Jalan hidup membawa Firdaus menjadi seorang pelacur mandiri dan berharga. Ia bisa membeli apapun yang ia inginkan, ia bisa berdandan cantik, dan yang paling penting ia bisa memilih dengan siapa ia akan tidur. Akan tetapi nasib baik belum juga bersahabat dengannya. Ketika itu Firdaus sedang merasakan frustasi karena ia tidak merasa nyaman dan tenang saat ia menekuni sebagai seorang pelacur. Lalu ia sempat beralih profesi menjadi pegawai kantoran. Disana dia bertemu dan bisa merasakan rasanya jatuh cinta pada teman kerjanya, tetapi tetap saja lelaki itu hanya menyukai dan menginginkan kenikmatan tubuh perempuan. Bahkan perempuan adalah pelacur dalam hidup seorang lelaki, karena setelah menjadi istri pun wanita masih menjadi pelacur. Hal yang membedakannya adalah ketika sudah berumah tangga wanita merasa pasrah, tidak dibayar, dan memakai cinta dalam persetubuhannya. Sedangkan pelacur jalanan dibayar dan tidak memakai cinta dalam hubungannya.
Akhirnya Firdaus pun menekuni profesinya kembali sebagai seorang pelacur, sehingga seorang germo memaksa Firdaus bekerja untuknya. Ternyata dari pengalamannya selama ini, Firdaus pun sadar dan menjadi perempuan yang tak mau lagi di injak-injak harga dirinya oleh kaum pria. Namun karena sang germo memaksa dan mengancamnya, Firdaus pun memegang sebilah pisau dan menghujamkan beberapa tusukan, sehingga akhirnya ia membunuh sang germo. Setelah peristiwa itu, ia segera menyerahkan diri kepada polisi dan akhirnya masuk penjara. Akibat ulahnya itu, Firdaus pun di vonis hukuman mati. Namun anehnya dia malah menolak menerima grasi yang telah diusulkan oleh seorang dokter penjaranya kepada presiden. Firdaus menggunakan kepasifan sebagai senjata perlawanan untuk mempertahankan harga dirinya, termasuk kepasifan menerima hukuman mati. Menurut Firdaus , vonis itu justru merupakan satu-satunya jalan menuju kebebasan sejati. Ironis.
Inti cerita dari novel perempuan di titik nol ini yaitu menceritakan seorang pelacur yang mempertahankan harga dirinya dengan sikap yang pasif pada setiap orang terutama lelaki. Pasif disini diartikan adalah tidak mau berusaha untuk mencari alternatif yang lain demi kemajuan dan kelangsungan masa depannya, tetapi hanya tetap mengandalkan apa yang terjadi sekarang dan menerimanya.
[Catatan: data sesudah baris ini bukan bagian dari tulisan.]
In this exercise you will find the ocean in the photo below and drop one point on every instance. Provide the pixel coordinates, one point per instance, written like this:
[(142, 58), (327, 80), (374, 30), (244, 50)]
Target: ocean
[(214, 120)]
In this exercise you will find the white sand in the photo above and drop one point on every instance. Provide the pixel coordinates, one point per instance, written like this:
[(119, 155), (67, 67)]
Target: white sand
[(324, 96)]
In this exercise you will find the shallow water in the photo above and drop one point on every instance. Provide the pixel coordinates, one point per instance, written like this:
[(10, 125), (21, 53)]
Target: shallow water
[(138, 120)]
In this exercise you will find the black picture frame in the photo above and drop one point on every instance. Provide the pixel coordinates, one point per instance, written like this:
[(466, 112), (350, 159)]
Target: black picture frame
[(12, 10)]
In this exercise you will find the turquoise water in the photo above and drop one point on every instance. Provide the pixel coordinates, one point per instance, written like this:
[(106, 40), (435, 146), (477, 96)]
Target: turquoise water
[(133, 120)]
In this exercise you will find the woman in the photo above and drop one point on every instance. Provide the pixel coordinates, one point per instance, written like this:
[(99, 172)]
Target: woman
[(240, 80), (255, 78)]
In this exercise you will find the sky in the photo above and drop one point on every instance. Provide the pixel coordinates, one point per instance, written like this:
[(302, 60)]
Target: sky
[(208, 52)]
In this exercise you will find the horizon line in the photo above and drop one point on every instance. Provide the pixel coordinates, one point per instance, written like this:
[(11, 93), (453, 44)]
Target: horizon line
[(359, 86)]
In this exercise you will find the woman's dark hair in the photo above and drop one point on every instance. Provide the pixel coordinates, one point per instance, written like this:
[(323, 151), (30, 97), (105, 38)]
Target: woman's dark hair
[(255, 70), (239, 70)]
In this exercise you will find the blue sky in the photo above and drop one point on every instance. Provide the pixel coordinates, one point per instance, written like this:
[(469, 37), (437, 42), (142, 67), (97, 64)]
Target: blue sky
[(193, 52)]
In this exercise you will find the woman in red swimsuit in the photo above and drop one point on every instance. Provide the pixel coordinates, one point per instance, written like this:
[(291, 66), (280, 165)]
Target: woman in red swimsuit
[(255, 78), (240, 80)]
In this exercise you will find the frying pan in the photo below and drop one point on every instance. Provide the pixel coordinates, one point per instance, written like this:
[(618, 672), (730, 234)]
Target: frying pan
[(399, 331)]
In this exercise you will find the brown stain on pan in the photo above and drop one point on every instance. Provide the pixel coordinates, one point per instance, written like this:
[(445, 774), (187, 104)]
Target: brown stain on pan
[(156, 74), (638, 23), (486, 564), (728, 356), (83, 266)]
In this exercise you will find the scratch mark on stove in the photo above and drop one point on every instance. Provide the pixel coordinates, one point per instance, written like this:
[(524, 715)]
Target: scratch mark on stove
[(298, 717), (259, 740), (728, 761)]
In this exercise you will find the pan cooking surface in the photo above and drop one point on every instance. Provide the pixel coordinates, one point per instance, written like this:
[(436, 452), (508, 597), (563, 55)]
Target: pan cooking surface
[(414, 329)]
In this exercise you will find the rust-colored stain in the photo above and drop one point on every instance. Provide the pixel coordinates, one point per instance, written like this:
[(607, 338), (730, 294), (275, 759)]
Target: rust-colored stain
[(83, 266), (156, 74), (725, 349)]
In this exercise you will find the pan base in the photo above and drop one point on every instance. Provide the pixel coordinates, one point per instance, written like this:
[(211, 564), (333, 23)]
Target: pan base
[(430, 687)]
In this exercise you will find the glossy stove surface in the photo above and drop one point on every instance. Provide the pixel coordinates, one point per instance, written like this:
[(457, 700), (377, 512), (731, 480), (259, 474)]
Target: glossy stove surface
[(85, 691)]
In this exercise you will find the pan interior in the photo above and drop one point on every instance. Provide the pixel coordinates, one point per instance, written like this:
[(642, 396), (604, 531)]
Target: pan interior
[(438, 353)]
Hal ini terlihat dari sikap Firdaus yang tetap mau menerima hukuman mati sebagai jalan dari kebebasannya yang sejati. Dari segi isi cerita, kelebihan dari novel ini yaitu membangkitkan semangat bagi para perempuan untuk tidak terjerumus pada kesenanganan dunia sesaat yang negatif. Jika seorang perempuan mendapatkan pelecehan seperti itu, kita (khususnya kaum perempuan) harus berani untuk membela diri karena sekarang sudah zaman emansipasi wanita yaitu kedudukan wanita tidak seperti zaman dulu yang hanya dijadikan sebagai alat pemuas lelaki, bebas berpendapat tetapi tidak melenceng dari aturan-aturan yang berlaku, dan lain-lain. Novel ini juga banyak memberikan pengetahuan untuk para kaum Adam (lelaki) untuk bisa lebih menghargai dan menghormati kaum hawa khususnya perempuan, sekalipun perempuan itu seorang pelacur atau perempuan terhormat, dan lain-lain.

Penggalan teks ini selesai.